Besides remarkable differences of cattle and buffalo meat fat and glucuronyl transferase activity, the concentration of steroid hormones in different animals can be varied depending upon several factors including physiological condition, age, castration, gestation, diseases, as well as nutritional, seasonal, and geographical conditions [11]. Hence, further research should be focused on the determination of animal hormone differences based on mentioned parameters.

Ultimately in this study we showed that heating processes was not able to significantly alter the level of phenolic estrogens in meat. Previous reports also showed that estrogenic compounds are heat resistance [25].

Undoubtedly meat is one of the valuable nutrient sources for humans; there are, however, increasing concerns about the safety of meat due to the excessive presence of steroid hormones.

This report and previous reports [12,13] indicate that meat from various origins and with different fat content might be one of the risk factors in human foods. In this regard, there are reports with increasing warning indicating that long-term exposure to the estrogens may increase the risk of certain cancers such as breast, prostate, and corpus uteri cancers [26-28].

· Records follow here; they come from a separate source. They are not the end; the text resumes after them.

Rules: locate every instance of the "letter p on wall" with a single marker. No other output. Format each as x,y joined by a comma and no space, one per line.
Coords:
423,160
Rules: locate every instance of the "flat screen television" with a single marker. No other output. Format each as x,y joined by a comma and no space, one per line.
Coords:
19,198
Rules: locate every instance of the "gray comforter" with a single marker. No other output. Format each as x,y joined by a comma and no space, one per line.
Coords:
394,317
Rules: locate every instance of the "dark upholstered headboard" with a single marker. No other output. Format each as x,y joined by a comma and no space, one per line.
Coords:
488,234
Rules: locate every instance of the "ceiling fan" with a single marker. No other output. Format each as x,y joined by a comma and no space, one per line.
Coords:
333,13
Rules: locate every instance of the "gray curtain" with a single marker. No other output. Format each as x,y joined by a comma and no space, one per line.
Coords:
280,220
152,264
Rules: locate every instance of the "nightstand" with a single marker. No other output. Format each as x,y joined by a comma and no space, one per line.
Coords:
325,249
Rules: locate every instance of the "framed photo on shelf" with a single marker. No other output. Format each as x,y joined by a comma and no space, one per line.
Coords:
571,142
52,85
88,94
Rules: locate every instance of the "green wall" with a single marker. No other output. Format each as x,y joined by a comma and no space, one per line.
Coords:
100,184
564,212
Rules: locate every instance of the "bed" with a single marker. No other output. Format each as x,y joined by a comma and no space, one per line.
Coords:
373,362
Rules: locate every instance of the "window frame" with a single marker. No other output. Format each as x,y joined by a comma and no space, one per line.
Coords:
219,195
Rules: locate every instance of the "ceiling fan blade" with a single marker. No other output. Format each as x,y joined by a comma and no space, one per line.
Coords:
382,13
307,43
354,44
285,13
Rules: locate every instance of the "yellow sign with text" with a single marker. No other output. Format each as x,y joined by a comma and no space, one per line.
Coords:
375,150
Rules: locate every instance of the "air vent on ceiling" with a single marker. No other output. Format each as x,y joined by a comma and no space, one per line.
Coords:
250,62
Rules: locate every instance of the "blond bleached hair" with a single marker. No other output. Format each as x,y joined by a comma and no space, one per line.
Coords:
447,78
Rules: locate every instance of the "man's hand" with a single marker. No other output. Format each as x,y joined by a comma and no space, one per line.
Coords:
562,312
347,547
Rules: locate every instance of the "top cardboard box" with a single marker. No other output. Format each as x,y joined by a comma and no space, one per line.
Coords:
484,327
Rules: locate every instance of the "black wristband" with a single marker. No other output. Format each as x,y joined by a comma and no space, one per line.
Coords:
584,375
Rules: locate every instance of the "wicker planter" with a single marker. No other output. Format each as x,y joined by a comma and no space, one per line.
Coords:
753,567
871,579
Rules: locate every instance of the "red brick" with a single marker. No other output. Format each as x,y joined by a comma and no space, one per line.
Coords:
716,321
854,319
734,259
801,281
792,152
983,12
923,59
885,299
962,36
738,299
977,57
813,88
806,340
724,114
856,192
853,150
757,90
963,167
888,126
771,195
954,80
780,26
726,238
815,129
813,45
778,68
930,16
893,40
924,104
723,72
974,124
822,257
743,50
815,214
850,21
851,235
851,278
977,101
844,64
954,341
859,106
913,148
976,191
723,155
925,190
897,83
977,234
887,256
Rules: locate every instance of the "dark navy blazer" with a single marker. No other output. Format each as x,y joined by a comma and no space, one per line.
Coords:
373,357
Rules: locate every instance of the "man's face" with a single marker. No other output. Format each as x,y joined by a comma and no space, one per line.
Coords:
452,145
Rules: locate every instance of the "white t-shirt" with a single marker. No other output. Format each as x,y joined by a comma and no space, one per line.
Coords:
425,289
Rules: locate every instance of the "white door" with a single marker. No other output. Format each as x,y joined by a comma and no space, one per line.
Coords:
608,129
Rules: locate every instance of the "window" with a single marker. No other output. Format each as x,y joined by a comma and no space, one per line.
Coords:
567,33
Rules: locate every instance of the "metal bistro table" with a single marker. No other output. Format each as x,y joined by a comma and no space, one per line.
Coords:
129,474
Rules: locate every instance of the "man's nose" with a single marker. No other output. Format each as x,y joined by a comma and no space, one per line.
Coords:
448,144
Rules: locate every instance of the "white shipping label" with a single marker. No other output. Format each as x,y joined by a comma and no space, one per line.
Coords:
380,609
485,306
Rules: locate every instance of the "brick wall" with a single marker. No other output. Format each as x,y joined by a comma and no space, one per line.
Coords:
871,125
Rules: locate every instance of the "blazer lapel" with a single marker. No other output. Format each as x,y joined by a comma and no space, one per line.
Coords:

As one of the known risk factors for estrogen-receptor dependent cancers could be frequent exposure to estrogens, hence regular monitoring of these compounds is recommended. The results of the present study provides important information about the presence of steroid hormones in cow’s meat and for the first time demonstrates that these compounds exist in buffalo’s meat in higher concentrations. Moreover, the differences in the concentrations of estrogens in meat between the two examined species in addition to genetic, nutritional, and physiological differences might be attributed to the fat content of the meat samples. In addition, our data showed that heating processes cannot significantly reduce the levels of estrogens.